Optimization over sphere segment

Niklas Koep

unread,

Aug 18, 2017, 5:40:20 AM8/18/17

to Manopt

Hey everyone,

let's say you want to optimize over a patch of the unit sphere given in terms of the intersection of a polyhedral cone C = {x | Ax < 0} (for some matrix A of size m-by-n) and S^{n-1}. Would something like this be possible with manopt?

I had a look at how the retraction for the sphere is derived in Prop. 4.1.2 of "Optimization algorithms on matrix manifolds". At least at a cursory glance it seems that M = S^{n-1} \cap {x | Ax < 0} = S^{n-1} \cap C and N = {x | x > 0} with phi(x,r) = xr would still apply. In that case the image of M x N under phi would be the open cone C itself, i.e., phi(M x N) = C, making it an open subset of R^n, and the inverse of phi given by phi^{-1}(u) = (u/||u||, ||u||). However, the retraction constructed in this way clearly doesn't work since x + xi easily yields points outside of C for x in M and xi in R^n. Hence, simply projecting x + xi onto S^{n-1} does not produce elements in M.

Which (probably very obvious) issue am I overlooking?

Thank you in advance for your help!

Best regards,

Niklas

Nicolas Boumal

unread,

Aug 18, 2017, 7:45:23 AM8/18/17

to manopt...@googlegroups.com

Hello Niklas,

Thank you for your question.

The short answer is that, currently, Manopt does not offer ready-to-use tools to solve optimization problems on a manifold with additional constraints (as is your case) -- but we are working on it this summer! If you would like to share some data for your problem (cost function, matrix A), we would certainly be interested in taking a look.

Until then, here are a couple ideas for how one could approach your problem, in the order that I would try them based on ease of implementation more than based on expected results:

- splitting methods: if it is easy enough to project to the cone C, you could artificially introduce a new variable y, under the seemingly pointless constraint x = y, and optimize: min f(x) + I_C(y) s.t. x on the sphere and x = y, where I_C(y) is 0 if y is in the cone C, and infinite otherwise. Then, you can optimize by alternating between x and y, and also an extra variable which will correspond to Lagrange multipliers for the constraint x = y.

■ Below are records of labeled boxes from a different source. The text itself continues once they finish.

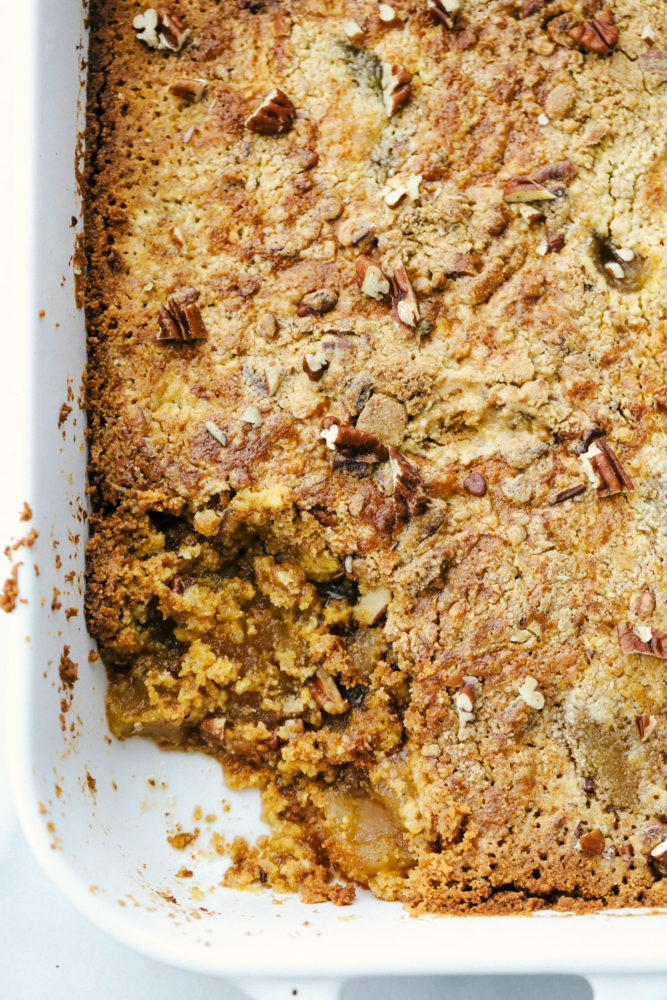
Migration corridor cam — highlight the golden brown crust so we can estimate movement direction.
[86,0,667,913]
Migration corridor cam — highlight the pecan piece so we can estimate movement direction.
[355,254,391,300]
[635,715,658,743]
[551,483,586,503]
[158,14,190,52]
[454,682,475,725]
[443,253,483,279]
[653,385,667,407]
[616,622,667,660]
[581,440,634,497]
[391,263,419,327]
[199,715,227,744]
[382,63,412,118]
[169,80,206,104]
[547,233,565,253]
[579,830,604,858]
[308,667,349,715]
[371,503,397,535]
[570,8,618,56]
[302,351,329,382]
[245,87,296,135]
[463,472,486,497]
[426,0,461,29]
[505,177,556,204]
[132,7,190,52]
[352,587,391,625]
[378,3,401,28]
[574,424,607,455]
[635,587,655,616]
[389,445,428,517]
[320,419,389,462]
[651,840,667,866]
[296,288,338,316]
[157,299,207,340]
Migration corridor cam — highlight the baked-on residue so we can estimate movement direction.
[85,0,667,913]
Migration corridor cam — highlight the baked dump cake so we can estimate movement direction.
[86,0,667,913]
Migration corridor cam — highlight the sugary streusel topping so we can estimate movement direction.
[86,0,667,912]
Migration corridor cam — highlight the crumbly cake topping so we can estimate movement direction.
[86,0,667,912]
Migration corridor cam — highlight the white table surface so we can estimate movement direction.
[0,0,591,1000]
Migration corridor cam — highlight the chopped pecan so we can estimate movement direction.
[245,87,296,135]
[519,675,544,712]
[352,587,391,625]
[547,233,565,253]
[132,7,190,52]
[463,472,486,497]
[382,63,412,118]
[158,14,190,52]
[341,21,364,45]
[581,440,634,497]
[296,288,338,316]
[616,622,667,660]
[505,177,556,204]
[444,253,483,278]
[635,587,655,617]
[391,263,419,327]
[570,8,618,56]
[257,312,278,340]
[519,0,548,18]
[169,80,206,104]
[371,502,397,535]
[551,483,586,503]
[157,299,207,340]
[302,351,329,382]
[199,715,226,743]
[579,830,604,858]
[651,840,667,865]
[454,683,475,725]
[591,233,644,292]
[355,254,391,299]
[320,420,389,462]
[389,445,428,517]
[308,667,349,715]
[635,715,658,743]
[426,0,461,28]
[574,424,607,455]
[378,3,401,28]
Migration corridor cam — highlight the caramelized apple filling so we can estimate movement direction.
[106,518,410,884]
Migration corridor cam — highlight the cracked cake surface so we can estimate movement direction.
[85,0,667,913]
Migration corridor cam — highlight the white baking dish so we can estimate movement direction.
[6,0,667,998]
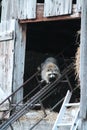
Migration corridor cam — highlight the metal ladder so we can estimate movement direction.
[52,90,80,130]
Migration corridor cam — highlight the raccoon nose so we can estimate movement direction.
[49,77,56,82]
[49,75,56,82]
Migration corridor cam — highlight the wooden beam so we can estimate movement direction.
[80,0,87,130]
[19,3,81,23]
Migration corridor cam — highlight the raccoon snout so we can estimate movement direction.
[48,74,56,82]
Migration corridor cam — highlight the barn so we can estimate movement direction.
[0,0,81,130]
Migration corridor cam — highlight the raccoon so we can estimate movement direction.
[41,57,61,84]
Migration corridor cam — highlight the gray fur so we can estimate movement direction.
[41,57,61,83]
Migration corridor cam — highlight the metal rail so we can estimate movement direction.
[0,63,73,130]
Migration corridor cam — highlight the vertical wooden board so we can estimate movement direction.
[13,21,26,103]
[18,0,36,19]
[44,0,72,17]
[0,20,15,96]
[76,0,82,12]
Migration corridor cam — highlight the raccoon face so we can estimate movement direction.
[41,63,61,83]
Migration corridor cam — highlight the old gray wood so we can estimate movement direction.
[44,0,72,17]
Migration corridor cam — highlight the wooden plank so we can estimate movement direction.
[0,20,15,96]
[44,0,72,17]
[18,0,36,19]
[13,21,26,104]
[19,13,81,24]
[0,32,14,42]
[76,0,82,12]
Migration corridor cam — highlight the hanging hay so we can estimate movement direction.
[75,47,80,78]
[74,30,80,79]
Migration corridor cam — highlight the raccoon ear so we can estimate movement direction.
[37,66,41,71]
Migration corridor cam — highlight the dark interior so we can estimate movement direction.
[24,19,81,111]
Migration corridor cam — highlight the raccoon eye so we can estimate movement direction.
[47,69,50,71]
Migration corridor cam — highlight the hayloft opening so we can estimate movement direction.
[24,19,80,110]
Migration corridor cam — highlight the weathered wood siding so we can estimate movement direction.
[76,0,82,12]
[18,0,36,19]
[44,0,72,17]
[0,20,15,96]
[12,21,26,103]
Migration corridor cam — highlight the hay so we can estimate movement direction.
[74,30,81,79]
[75,47,80,78]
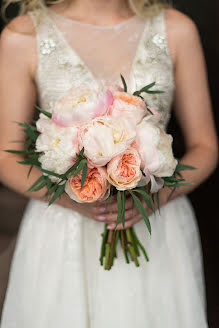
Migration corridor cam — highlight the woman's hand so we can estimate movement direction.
[56,188,170,230]
[56,194,149,229]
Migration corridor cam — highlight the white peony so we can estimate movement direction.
[36,114,78,178]
[136,117,177,192]
[79,116,136,166]
[52,87,113,127]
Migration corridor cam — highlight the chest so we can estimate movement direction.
[30,9,174,126]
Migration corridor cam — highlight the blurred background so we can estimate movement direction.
[0,0,219,328]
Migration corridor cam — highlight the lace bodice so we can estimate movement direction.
[28,8,174,128]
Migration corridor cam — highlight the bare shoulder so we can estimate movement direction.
[0,15,37,77]
[165,8,200,59]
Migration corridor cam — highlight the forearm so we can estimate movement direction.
[0,155,46,200]
[159,145,218,205]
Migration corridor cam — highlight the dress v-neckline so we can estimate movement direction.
[46,9,151,89]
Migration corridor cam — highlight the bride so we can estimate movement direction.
[0,0,218,328]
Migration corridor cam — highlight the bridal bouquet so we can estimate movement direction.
[7,76,192,270]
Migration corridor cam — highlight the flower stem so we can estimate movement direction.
[125,229,139,266]
[120,230,129,263]
[100,224,108,265]
[131,227,149,262]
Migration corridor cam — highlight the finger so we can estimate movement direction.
[107,214,142,230]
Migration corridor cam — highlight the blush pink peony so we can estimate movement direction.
[110,91,148,124]
[65,167,110,203]
[52,88,113,127]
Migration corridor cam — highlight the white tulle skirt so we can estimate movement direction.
[1,197,207,328]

This rough sketch is explained much more precisely in the MADMM paper: https://link.springer.com/chapter/10.1007/978-3-319-46454-1_41 (also on arxiv) -- I didn't check this in detail but I expect this may work.

- penalty methods: you could remove the constraint that x \in C, and instead have a penalty term in the cost function, where you want to simultaneously minimize your cost and you want to minimize max([Ax ; 0]) (the largest entry of that vector which contains the entries of Ax and also 0): in practice, you minimize a weighted sum of both, and there is a need to iterate over the weights to find "the right one". Notice that max(Ax) is a nonsmooth function, and currently manopt doesn't do nonsmooth: we're also working on that. In the meantime, you can replace max([Ax ; 0]) by a smooth surrogate, using the log-sum-exp trick: https://hips.seas.harvard.edu/blog/2013/01/09/computing-log-sum-exp/. (On that last webpage's notation, z is an approximation for max(x), and one would typically scale down x by epsilon to increase differences, and scale the result back by epsilon.).

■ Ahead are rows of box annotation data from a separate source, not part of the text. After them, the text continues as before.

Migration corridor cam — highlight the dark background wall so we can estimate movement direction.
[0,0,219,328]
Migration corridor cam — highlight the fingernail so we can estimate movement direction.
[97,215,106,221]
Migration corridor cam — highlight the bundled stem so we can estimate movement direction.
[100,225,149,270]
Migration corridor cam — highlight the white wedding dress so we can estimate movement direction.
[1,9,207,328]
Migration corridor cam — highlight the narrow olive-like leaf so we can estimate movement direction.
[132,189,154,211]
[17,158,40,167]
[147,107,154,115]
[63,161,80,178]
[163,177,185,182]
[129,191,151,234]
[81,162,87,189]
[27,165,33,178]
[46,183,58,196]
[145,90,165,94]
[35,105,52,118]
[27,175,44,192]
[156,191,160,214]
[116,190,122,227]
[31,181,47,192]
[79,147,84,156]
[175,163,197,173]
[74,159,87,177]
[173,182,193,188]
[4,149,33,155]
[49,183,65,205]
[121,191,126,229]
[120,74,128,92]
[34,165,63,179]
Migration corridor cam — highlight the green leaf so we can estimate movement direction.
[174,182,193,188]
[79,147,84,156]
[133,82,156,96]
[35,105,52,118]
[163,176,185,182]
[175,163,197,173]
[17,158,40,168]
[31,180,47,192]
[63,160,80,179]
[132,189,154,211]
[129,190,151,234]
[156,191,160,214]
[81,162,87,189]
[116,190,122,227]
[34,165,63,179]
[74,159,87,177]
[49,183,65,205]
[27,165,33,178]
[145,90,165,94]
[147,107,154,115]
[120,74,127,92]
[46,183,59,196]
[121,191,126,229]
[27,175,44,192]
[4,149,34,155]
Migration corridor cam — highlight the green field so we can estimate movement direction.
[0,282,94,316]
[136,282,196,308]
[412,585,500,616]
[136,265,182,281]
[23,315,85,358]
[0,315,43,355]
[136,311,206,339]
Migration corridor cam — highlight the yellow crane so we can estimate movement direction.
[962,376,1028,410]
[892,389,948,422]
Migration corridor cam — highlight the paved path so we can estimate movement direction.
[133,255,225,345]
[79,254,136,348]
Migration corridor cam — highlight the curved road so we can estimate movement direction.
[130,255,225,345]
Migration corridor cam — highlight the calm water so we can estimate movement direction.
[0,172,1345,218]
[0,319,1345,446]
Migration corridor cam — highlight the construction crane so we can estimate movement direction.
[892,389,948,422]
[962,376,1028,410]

- If it is easy to initialize inside the feasible set, you could also try barrier methods, that is: you would have a penalty which goes to infinity as you approach the boundary of the cone. Something like sum(log(-Ax)) (but I didn't think about this much). Here also there would be a weight parameter to update progressively.

Note: there is an additional issue I have overlooked here, namely, that your cone is open. That's an issue for optimization, since your problem may then have no solution at all. I wrote my answer assuming you would be happy with a solution in {x : Ax <= 0} (the closure).

I hope this helps,

Nicolas

Niklas Koep

unread,

Aug 25, 2017, 8:16:21 AM8/25/17

to Manopt

Dear Nicolas,

thanks for the quick reply (and sorry for my late response). I should have clarified that I was mainly looking for a way to modify the sphere manifold to deal with the situation (if possible). Based on your response, I assume it's not as simple as I had hoped for ;) As for the openness of the cone: that was a mistake on my part; it was indeed supposed to be closed.

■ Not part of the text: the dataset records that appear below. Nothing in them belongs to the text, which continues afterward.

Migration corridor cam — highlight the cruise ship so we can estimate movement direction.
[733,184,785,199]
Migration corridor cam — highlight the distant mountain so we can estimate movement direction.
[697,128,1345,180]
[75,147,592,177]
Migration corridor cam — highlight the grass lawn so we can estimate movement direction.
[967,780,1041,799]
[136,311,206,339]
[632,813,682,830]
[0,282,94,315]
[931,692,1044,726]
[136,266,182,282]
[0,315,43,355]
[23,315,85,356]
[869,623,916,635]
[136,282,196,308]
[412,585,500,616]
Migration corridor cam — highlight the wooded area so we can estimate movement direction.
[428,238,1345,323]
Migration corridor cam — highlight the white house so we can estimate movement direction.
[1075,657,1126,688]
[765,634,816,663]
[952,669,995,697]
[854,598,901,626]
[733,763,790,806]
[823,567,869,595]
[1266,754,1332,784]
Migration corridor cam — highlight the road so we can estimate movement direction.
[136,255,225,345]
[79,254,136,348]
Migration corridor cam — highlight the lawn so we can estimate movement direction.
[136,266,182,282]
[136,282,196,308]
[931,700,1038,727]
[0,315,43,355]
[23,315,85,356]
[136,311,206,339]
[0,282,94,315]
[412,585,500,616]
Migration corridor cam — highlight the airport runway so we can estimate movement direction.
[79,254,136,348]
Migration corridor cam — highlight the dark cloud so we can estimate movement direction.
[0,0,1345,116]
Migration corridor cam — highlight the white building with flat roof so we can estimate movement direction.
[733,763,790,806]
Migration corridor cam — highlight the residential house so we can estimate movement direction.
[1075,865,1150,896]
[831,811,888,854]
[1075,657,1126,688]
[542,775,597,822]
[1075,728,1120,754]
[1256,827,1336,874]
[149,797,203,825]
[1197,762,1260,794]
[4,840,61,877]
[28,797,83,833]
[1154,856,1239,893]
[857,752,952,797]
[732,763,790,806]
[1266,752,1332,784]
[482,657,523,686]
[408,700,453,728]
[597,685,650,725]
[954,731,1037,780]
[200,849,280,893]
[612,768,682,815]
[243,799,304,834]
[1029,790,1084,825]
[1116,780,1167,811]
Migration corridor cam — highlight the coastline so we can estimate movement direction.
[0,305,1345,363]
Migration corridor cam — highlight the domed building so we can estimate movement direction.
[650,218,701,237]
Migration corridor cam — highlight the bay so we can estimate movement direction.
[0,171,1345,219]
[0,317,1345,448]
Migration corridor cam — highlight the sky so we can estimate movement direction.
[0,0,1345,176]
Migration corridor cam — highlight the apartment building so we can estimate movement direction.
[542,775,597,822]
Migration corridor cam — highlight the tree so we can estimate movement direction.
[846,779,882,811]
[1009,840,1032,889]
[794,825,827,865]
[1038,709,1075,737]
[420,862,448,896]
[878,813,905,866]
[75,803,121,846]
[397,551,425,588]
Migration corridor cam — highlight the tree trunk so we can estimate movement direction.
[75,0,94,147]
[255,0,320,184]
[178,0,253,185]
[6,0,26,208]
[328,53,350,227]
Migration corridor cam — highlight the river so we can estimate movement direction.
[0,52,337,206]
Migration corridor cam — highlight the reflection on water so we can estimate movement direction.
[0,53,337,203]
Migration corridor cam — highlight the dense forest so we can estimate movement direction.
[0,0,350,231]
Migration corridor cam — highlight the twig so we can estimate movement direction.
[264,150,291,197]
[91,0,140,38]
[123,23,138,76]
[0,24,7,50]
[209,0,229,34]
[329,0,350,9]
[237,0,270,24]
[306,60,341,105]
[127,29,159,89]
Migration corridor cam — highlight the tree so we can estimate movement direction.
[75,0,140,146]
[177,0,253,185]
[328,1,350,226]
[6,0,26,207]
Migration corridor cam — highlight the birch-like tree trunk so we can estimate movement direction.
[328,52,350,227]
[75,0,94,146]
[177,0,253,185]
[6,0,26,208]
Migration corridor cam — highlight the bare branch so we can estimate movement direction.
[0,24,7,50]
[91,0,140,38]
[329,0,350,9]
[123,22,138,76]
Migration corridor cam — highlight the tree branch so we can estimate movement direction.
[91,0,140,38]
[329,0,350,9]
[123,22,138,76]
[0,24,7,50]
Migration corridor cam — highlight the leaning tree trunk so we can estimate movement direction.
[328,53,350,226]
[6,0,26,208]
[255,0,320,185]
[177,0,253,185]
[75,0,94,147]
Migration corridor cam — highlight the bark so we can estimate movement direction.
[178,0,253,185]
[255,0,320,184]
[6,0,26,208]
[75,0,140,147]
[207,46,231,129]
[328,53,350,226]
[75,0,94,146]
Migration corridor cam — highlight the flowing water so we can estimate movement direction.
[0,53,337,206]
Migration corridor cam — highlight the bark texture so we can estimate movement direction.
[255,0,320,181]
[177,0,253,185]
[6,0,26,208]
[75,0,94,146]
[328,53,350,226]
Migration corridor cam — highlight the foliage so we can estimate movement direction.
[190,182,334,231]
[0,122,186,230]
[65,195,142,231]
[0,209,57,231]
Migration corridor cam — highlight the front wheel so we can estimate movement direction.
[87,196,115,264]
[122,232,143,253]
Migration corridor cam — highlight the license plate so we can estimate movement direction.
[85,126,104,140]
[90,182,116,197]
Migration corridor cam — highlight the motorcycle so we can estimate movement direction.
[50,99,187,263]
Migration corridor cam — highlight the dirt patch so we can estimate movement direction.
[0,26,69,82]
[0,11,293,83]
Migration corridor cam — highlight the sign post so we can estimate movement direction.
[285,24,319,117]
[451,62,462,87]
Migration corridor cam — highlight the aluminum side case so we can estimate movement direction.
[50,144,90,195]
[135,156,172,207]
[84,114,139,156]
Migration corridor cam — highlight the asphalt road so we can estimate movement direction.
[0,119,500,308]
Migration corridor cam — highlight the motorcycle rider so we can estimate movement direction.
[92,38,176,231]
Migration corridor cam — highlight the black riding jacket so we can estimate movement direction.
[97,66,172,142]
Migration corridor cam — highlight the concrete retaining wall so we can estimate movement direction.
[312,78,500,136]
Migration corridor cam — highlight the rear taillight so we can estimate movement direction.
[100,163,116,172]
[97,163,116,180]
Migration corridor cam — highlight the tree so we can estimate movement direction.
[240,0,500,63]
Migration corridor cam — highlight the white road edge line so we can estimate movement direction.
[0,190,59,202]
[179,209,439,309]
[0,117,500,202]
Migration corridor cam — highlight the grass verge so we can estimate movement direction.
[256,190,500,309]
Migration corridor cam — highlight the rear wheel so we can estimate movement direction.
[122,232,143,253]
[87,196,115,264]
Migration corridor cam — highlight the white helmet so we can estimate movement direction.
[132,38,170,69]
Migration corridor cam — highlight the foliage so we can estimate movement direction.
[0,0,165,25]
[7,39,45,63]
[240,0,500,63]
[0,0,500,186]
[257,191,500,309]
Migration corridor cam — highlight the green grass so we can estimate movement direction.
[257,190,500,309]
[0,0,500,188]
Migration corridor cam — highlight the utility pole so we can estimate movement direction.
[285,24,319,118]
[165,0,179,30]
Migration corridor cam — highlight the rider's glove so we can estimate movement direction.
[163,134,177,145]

I've actually played around with your first and third suggestion before, in particular the log-barrier approach, but so far I wasn't very successful (which might boil down to a bad parameter choice). I guess the situation also isn't helped by the fact that the objective function in the original problem is ||x||_1 which I had to approximate using the pseudo-Huber function.

I don't think there's anything particular in the structure of the cone which would enable particularly fast projections (think A defined in terms of random hyperplanes). I've actually found a paper which presents a somewhat fast algorithm for projection on polyhedral cones but I think a proper projection will still remain the biggest bottleneck.

In any case, I'll revisit these strategies and try to post some example code next week.

Thanks for your help!

Niklas

Nicolas Boumal

unread,

Aug 25, 2017, 8:31:49 AM8/25/17

to Manopt

Thanks for the feedback and clarifications Niklas -- looking forward to your results!